Pitching for People… the Employee Value Proposition
One of the key steps in any recruiting process is the development an “Employee Value Proposition” –an ‘EVP’– that answers the question “Why would a talented individual be interested in this role and organization?” for candidates. Think of this as the “pitch” presented to engage candidates in the recruiting process.
Why do you need this? Because top caliber candidates are not usually drawn to opportunities that do not offer clear benefits that resonate with them. In addition, combined with the competencies already defined, the EVP is an integral component in the development of recruiting tactics.

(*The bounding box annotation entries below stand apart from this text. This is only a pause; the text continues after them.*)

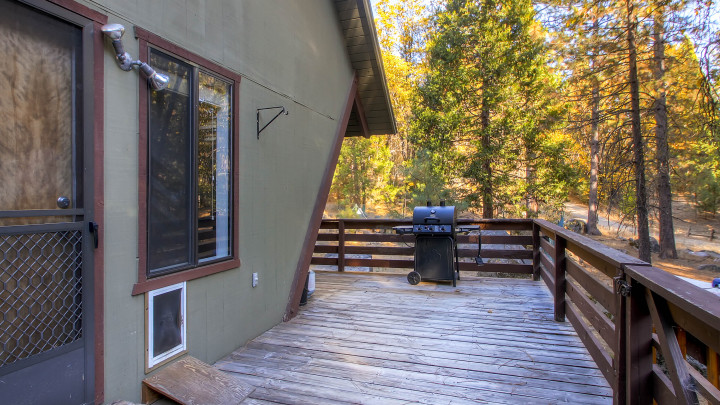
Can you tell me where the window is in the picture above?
[133,27,245,294]
[146,283,187,369]
[148,49,232,276]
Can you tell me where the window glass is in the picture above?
[197,72,231,260]
[147,49,233,276]
[148,50,194,273]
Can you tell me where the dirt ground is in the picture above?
[565,197,720,282]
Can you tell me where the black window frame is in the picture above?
[133,27,240,295]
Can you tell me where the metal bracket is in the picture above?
[255,106,290,139]
[614,277,632,297]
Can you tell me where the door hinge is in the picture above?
[88,221,99,249]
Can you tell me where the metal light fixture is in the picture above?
[101,24,170,90]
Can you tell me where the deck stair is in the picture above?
[142,356,255,405]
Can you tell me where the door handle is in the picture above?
[88,221,100,249]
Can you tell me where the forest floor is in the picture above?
[565,198,720,282]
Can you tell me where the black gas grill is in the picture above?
[395,202,459,287]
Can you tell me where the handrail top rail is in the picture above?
[625,266,720,331]
[534,219,650,269]
[323,218,533,224]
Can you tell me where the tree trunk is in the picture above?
[480,101,493,218]
[587,79,602,235]
[587,19,602,235]
[626,0,652,263]
[525,148,538,218]
[653,11,677,259]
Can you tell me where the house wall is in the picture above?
[75,0,352,403]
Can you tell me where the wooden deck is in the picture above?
[215,272,612,404]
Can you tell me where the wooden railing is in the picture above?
[312,219,720,404]
[312,219,533,274]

Different types of opportunities appeal to different people:
1. “Go with a leader” candidates seek opportunities with a recognized industry leader;
2. “Big risk, big reward” candidates are risk takers and seek above average returns;
3. “Make a difference” candidates seek an inspiring mission and exciting challenges; and,
4. “Lifestyle” candidates want a balanced lifestyle, convenient geography and compatibility with their boss and team.

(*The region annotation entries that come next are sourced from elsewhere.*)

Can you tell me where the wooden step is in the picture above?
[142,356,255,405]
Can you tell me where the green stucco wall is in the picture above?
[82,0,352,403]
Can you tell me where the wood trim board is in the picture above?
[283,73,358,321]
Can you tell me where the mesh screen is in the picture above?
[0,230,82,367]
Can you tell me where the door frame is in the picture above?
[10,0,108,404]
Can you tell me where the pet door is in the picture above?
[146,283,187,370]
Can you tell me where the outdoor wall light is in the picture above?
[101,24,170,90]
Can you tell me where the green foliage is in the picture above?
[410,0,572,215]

A start-up likely won’t appeal to groups 1 and 4 and you probably wouldn’t want the 4s anyway.
Group 2s are likely early in their careers, don’t have significant financial responsibilities and can afford to take a risk in the short-term for long-term benefit. Group 3s may well be in their late careers, have financial security and are now looking for an opportunity to have an impact and make a difference. Group 2s and 3s are the ones you should go for to get your startup off to a strong start.
Research indicates that the top factors that motivate talent are:
• Values and culture;
• Leadership quality/good team;
• Exciting challenges;
• Inspiring Mission;
• Freedom and autonomy; and,
• Career advancement and personal growth • Differentiated compensation
The EVP targets candidate segments and should address the above factors to motivate those people to join your startup.